In gewohnter Manier der Beck’schen Kurz-Kommentare wird vorliegend zuerst kurz und prägnant in das SE-Recht eingeführt, wobei auch schon das Vorwort zur ersten Auflage einen stark gestauchten Einblick in die Gesetzgebungshistorie bietet. Zwar dürften den meisten Rezipienten das Rechtsgebiet nicht gänzlich fremd sein, zur Einordnung dürften diese ersten Seiten jedoch dennoch hilfreich sein, insbesondere vor dem Hintergrund, dass das Recht der Europäischen Gesellschaft im Vergleich zu anderen Feldern des Gesellschaftsrechts relativ neu ist. Angesichts des Umfangs von nur 31 Randnummern ist es Drinhausen jedoch gelungen, in ebenso gebotener wie gewohnter Prägnanz in das Rechtsgebiet einzuführen.
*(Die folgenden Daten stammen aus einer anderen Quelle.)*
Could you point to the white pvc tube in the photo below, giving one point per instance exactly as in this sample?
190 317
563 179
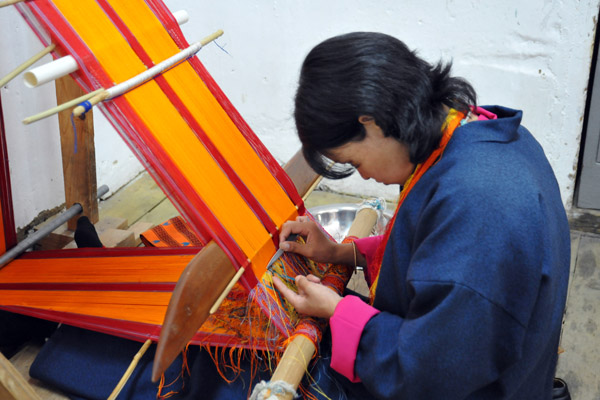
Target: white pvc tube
181 16
49 72
66 65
Angesichts der Tatsache, dass der Habersack/Drinhausen ein eigenständiger Kommentar ist, der nicht an eine Erläuterung des AktG herangehangen wurde und somit ein Nachschlagen in Erläuterungen zum Aktienrecht nicht möglich ist, wäre es vor dem Hintergrund der leichteren Handhabung erfreulich gewesen, wenn Schürnbrand etwa im Rahmen der Kommentierung der Generalverweisung in Art. 9 Abs. 1 lit. c. SE-VO noch ausführlicher auf das nationale Recht und die Bezüge zum SE-Recht eingegangen wäre. Seibt ist hingegen, wenn auch nur kurz und in tabellarischer Form, auf die anwendbaren Vorschriften im Zusammenhang mit Art. 39 SE-VO eingegangen (Art. 39 SE-VO Rn. 3). Mit Blick auf die immer umfangreichere Verfügbarkeit von Datenbanken wie beck-online oder juris und insbesondere der leichten Abrufbarkeit zahlreicher Kommentarliteratur via beck-online ist dieses Manko in Bezug auf die Verweisungen auf das Aktienrecht jedoch leicht erträglich. Vor allem wächst die Bereitschaft hierüber hinwegzusehen mit Blick auf die hochkarätige Autorenschaft, da neben den Herausgebern unter anderem auch Prof. Dr. Bachmann, Dr. Marsch-Barner, Prof. Dr. Seibt, Prof. Dr. Thüsing sowie Prof. Dr. Verse zu der Entstehung des Werkes entscheidend beigetragen haben. Auch werden nationale Entwicklungen, wie auch schon oben angedeutet, keineswegs ausgeklammert – wobei dies sicherlich nur schwerlich möglich wäre –, etwa die Geschlechterquote wird umfassend von Seibt in Art. 39 Rn. 5a ff. sowie Art. 40 Rn. 44 ff. besprochen, wobei nicht zuletzt die umfangreichen Verweise und die Arbeit mit den Gesetzgebungsmaterialien hervorgehoben werden muss.

Zusammenfassend bietet der SE-Kommentar von Habersack/Drinhausen trotz des kleinen Formates eine echte Alternative und Konkurrenz zu anderen Kommentierungen. Wie häufig gilt auch hier die Wendung „klein aber fein“. Vor allem durch sprachliche Genauigkeit verstehen es die Autoren das SE-Recht prägnant und effizient zu erläutern, sodass an dieser Stelle eine umfassende Empfehlung ausgesprochen werden kann.